Hier handelt es sich doch aller Wahrscheinlichkeit nach um ein System von Wahnideen, und wenn man aus dieser kurzen Angabe überhaupt eine Diagnose machen will, so könnte man doch nur an die Paranoia denken. Wieso Lombroso diesen Fall als eine besondere Krankheit und zwar ,,narrenhafte Graphomanie" bezeichnet, ist nicht verständlich. Dasselbe gilt von dem folgenden Falle, bei dem es sich entweder um einen Paranoiker oder um einen Schwachsinnigen handelt:

,,Martin William war der Bruder jenes Jonathan, welcher in einem Anfall von Irrsinn den Dom zu York in Brand steckte, und jenes John, der eine neue Art der Malerei schuf; er veröffentlichte zahlreiche Werke, um die Möglichkeit des Perpetuum mobile zu beweisen. Nachdem er sich endlich durch sechsunddreissig Versuche überzeugt, dass das Perpetuum mobile eine Unmöglichkeit sei, erfuhr er im Traume, dass Gott ihn auserlesen habe, um den Urgrund aller Dinge und das Perpetuum mobile zu entdecken, welchen Gegenstand er denn auch wieder in vielen Werken behandelte."

Lombroso fährt hier fort:

„Diese Leute würden durchaus nicht narrenhaft erscheinen, wenn sie nicht, neben dem Schein von Gründlichkeit und hartnäckiger Ausdauer bei einem und demselben Gegenstand (Eigenschaften, welche sie sowohl mit den Monomanen als mit dem genialen Menschen teilen), in ihren Schriften auch das Absurde, Abgeschmackte, den fortwährenden Widerspruch, die geschwätzige, narrenhafte Wortfülle und eine andere Neigung, die wir als die stärkste von allen in den wahnsinnig gewordenen genialen Menschen fanden, die grenzenlose Eitelkeit nämlich, niemals verleugneten."

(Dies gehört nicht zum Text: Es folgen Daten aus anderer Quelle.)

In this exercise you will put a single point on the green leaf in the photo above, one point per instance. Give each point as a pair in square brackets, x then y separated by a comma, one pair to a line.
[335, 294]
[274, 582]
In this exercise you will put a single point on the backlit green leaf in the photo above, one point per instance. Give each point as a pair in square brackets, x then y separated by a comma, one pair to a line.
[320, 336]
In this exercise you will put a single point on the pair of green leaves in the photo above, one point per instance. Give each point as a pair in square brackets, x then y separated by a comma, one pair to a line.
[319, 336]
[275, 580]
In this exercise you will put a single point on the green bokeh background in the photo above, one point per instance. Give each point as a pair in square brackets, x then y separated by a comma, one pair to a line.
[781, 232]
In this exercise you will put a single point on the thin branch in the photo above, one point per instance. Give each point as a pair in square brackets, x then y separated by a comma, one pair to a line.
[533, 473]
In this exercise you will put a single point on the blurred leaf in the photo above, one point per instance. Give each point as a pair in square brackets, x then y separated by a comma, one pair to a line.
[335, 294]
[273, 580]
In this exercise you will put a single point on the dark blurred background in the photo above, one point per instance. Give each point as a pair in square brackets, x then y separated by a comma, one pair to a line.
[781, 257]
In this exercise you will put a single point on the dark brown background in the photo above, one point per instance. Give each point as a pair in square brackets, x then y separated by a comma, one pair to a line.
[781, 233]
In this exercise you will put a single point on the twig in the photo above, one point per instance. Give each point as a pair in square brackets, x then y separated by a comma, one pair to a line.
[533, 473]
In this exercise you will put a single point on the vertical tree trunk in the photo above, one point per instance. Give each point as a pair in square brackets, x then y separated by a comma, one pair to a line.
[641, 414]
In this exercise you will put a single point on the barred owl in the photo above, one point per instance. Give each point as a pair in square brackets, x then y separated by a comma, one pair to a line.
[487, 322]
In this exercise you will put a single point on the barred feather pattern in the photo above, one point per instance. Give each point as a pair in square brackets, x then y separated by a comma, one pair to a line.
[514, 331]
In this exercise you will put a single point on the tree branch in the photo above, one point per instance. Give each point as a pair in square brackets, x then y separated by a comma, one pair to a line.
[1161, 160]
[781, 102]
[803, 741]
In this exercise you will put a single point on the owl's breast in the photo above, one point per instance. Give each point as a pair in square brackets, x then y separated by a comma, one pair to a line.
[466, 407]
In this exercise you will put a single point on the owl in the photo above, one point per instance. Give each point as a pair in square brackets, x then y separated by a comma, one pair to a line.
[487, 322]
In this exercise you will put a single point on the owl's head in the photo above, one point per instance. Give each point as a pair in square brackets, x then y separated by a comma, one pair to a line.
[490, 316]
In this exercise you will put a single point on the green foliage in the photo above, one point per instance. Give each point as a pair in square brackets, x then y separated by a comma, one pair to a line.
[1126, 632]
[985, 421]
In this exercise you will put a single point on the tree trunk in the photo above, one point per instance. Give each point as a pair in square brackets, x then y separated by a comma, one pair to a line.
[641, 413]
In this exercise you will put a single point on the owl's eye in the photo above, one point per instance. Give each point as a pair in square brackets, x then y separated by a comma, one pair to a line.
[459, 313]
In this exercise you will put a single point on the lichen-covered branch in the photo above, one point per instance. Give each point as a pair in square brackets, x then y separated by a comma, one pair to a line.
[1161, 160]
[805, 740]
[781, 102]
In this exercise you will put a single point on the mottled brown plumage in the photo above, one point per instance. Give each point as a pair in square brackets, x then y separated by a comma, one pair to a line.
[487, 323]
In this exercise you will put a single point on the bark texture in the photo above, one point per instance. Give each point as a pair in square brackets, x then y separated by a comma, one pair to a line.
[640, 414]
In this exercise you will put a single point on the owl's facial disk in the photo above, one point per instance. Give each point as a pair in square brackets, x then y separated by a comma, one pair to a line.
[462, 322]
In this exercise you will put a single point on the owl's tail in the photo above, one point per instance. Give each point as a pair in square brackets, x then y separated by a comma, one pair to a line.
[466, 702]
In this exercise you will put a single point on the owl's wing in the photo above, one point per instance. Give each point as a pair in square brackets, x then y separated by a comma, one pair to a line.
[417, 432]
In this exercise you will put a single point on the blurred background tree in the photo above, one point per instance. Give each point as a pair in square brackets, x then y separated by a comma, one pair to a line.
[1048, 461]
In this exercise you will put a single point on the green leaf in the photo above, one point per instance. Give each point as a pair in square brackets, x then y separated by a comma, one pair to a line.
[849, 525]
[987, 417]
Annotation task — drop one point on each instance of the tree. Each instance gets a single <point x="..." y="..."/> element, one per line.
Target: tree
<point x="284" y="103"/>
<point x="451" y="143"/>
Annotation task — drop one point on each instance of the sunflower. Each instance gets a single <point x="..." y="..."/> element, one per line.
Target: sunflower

Hiermit ist doch weiter nichts gesagt, als dass diese Leute nicht „narrenhaft" erscheinen würden. wenn sie nicht sie selber wären. Denn sie sind nach Lombrosos eigener Beschreibung degenerierte, imbecille, schwachsinnige Menschen. Dass sie eine Eigenschaft mit den genialen Menschen teilen, ist auch nicht der Fall, denn, wie. Lombroso sagt, ist doch

bei ihnen die Gründlichkeit und Ausdauer nur „Schein", während sich das Genie dieser Eigenschaften wirklich erfreut.

Wenn man die Entarteten in verschiedene Klassen einteilen wollte, so könnte man es nur in ähnlicher Weise wie Morel thun, indem man dabei die psychologischen Missverhältnisse als Richtschnur benutzt, also etwa Entartete mit mangelhaft entwickelter Intelligenz, mit Ueberwiegen oder Perversität der Triebe, der Phantasie, der Gefühle u. s. w. in besondere Kategorieen bringt. Auf Grund eines nicht einmal besonders deutlich hervortretenden Symptoms hin diese Kranken zu sondern, wäre aber weit eher ein Rückschritt als Fortschritt in unserer Erkenntnis Dass Lombroso das Symptom dieser Kranken, viel zu schreiben, besonders aufgefallen ist, mag darin seine Begründung haben, dass gerade dieses Symptom das einzige ist, welches sich durch die betreffenden Schriftstücke der Nachwelt und dem Forscher in seinem ganzen Umfang mitteilen kann, während alle übrigen Symptome, die vielfachen Manieen, Schwachsinnigkeiten, Perversitäten und sonstigen Schwächen nur der direkten Beobachtung zugänglich sind.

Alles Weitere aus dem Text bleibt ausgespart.